Recebi da minha filha uma dica preciosa: “Você precisa ouvir o podcast ‘Real dictators’”. Como pai obediente, fui lá escutar e descobri uma pérola de pesquisa histórica apresentada por Paul McGann, ator e diretor inglês, narrando a vida de alguns dos mais sanguinários ditadores da História. Hitler, Stálin, Mao, Kadafi, Idi Amin, Papa Doc, Kim Jong-il e o generalíssimo Franco. O objetivo do podcast é tentar explicar como um único homem consegue convencer milhares a matar em seu nome enquanto outros milhões se fazem de desavisados.
Além da tragédia humana e das atrocidades, algumas bizarrices: Kim Jong-il sequestrando a principal estrela de cinema sul-coreana e seu marido diretor para dirigir, durante anos, filmes para ele. Um deles, de tão ruim, virou cult no Ocidente: “Pulgasari”. O vaidoso Muamar Kadafi mandou retirar os nomes dos jogadores de futebol das camisas para não se tornarem famosos: “Oito passa para seis, que cruza para dez e... gol de dez!”. Pelo mesmo motivo, despediu todos os apresentadores dos noticiários de TV e recrutava aleatoriamente pessoas na rua para ler as notícias do dia.

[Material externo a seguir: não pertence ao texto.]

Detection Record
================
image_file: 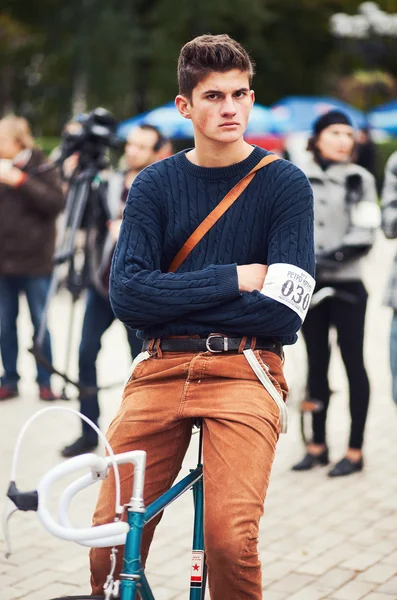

Todos os episódios são surpreendentes, mas sugiro começar com Franco e Mao Tsé-Tung. Entender esses dois ditadores, em campos ideológicos opostos, serve como preparo para o melhor livro que li em 2021: “Olhar para trás”, obra-prima do escritor colombiano Juan Gabriel Vásquez.
A história real de uma família de republicanos obrigada a fugir da Espanha após a vitória das forças nacionalistas na Guerra Civil Espanhola, ganha apenas após uma ajuda forte do irmão de alma de Franco, Hitler. Depois de um trajeto tortuoso, chega à Colômbia, onde o pai, Fausto Cabrera, se torna um famoso ator e diretor de teatro e televisão. Seus filhos, Sergio e Marianella, crescem na Colômbia até seus pais se transformarem em maoistas convictos, a ponto de se mudarem todos para a China para dar aulas de espanhol a membros do Partido Comunista e até chegarem, anos depois, como guerrilheiros, à selva colombiana.
O livro conta, na primeira pessoa do filho Sergio, hoje diretor de cinema colombiano, a saga dessa família contaminada pela história e por seus conflitos. Ao escrever, depois de anos de convívio com a família Cabrera, Juan Gabriel mantém uma distância contida, nunca cometendo o deslize de emitir qualquer juízo de valor; nem nos sugere escolher lados ou condenar as opções de qualquer um dos personagens.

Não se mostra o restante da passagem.